If the Senate passes the bills, it would create a truly peculiar precedent. Previous attempts to include wording on human rights from the Rome Statute in U.S. legislation have failed—such as the Crimes Against Humanity Act of 2010, which never received a vote. And while the term “genocide” shows up in Section 1091 of the U.S. Code, the words “crimes against humanity” are nowhere to be seen. In March, the congressional report on forced labor included two pages highlighting how China’s systematic abuses resulted in crimes against humanity, thus showing continued faith by legislators in the international legal framework on these crimes despite the United States not being a party to it.
Many have wondered whether the U.S.-Chinese trade war has unintentionally progressed Washington’s stance on international criminal and human rights law. Although the motives behind forced-labor legislation likely include hurting China economically, the bills take a human rights-based approach. While many rightfully argue that the outgoing administration has been soft on human rights and a perennial violator of international agreements, the conflict with China has led the United States to use forced labor and human rights violations as a sword against Beijing.
The incoming Biden administration seems to prioritize human rights and reestablishing relations with foreign governments and international institutions, and it can be expected to promote the respect of international law. Besides obvious steps such as rejoining the Paris climate agreement, Biden can further bolster the U.S. position in the international arena by effectively being the lead nation in condemning human rights abuses in China. It would not be difficult to take this priority one step further and start condemning and targeting other countries for their abuses as well, not just China in Xinjiang.

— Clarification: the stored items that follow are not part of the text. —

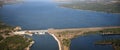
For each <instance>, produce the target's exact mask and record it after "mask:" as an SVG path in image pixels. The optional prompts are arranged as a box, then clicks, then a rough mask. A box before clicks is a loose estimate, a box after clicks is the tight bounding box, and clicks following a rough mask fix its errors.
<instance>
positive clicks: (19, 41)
mask: <svg viewBox="0 0 120 50" xmlns="http://www.w3.org/2000/svg"><path fill="white" fill-rule="evenodd" d="M13 29H14V27H12V26H8V25H6V24H4V23H2V22H0V50H26V49H27V47H28V46H29V45H30V42H31V41H32V40H31V39H28V38H25V37H23V36H22V35H14V34H13V33H12V32H13V31H14V30H13Z"/></svg>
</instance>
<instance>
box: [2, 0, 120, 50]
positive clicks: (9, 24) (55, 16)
mask: <svg viewBox="0 0 120 50" xmlns="http://www.w3.org/2000/svg"><path fill="white" fill-rule="evenodd" d="M0 18H1V19H2V20H3V21H4V22H6V23H7V24H9V25H13V26H21V27H22V28H23V29H48V28H81V27H102V26H120V14H108V13H100V12H92V11H84V10H74V9H69V8H61V7H59V6H57V3H54V2H53V1H52V0H49V1H48V0H39V1H37V0H25V1H24V2H23V3H20V4H13V5H5V6H4V7H3V8H0ZM32 38H33V39H34V40H35V44H34V45H33V46H32V47H31V50H58V45H57V42H56V41H55V40H54V39H53V37H51V36H50V35H33V37H32ZM99 39H103V37H101V36H98V35H91V36H86V37H79V38H77V39H73V40H72V44H71V47H70V49H71V50H112V49H113V48H112V47H111V46H95V45H93V42H94V41H96V40H99Z"/></svg>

The effects would be felt worldwide, not just by U.S. corporations. With strong customs laws and a greater willingness to sanction corporations than most other countries, the U.S. government has already steered foreign and domestic companies away from operating in Xinjiang. This is especially the case with the current regulations, which allow CBP to presume importers to be guilty until they prove otherwise.
While the two House bills are likely to become law, the big question is whether “crimes against humanity” will be included in the final versions’ wording. The current bills both contain references to “the international community,” signaling an attempt to portray the United States as a human rights advocate, even if the legislation is myopically focused on China instead of covering forced labor on a global scale. It may be a little too optimistic to see the terminology included in the new legislation—and the new administration’s emphasis on human rights—as a sign of Washington’s readiness to embrace international criminal law. But views do evolve over time, and there is no reason to believe they can’t change in the United States as well. After all, it’s now been almost two decades since Bush withdrew U.S. support for the ICC.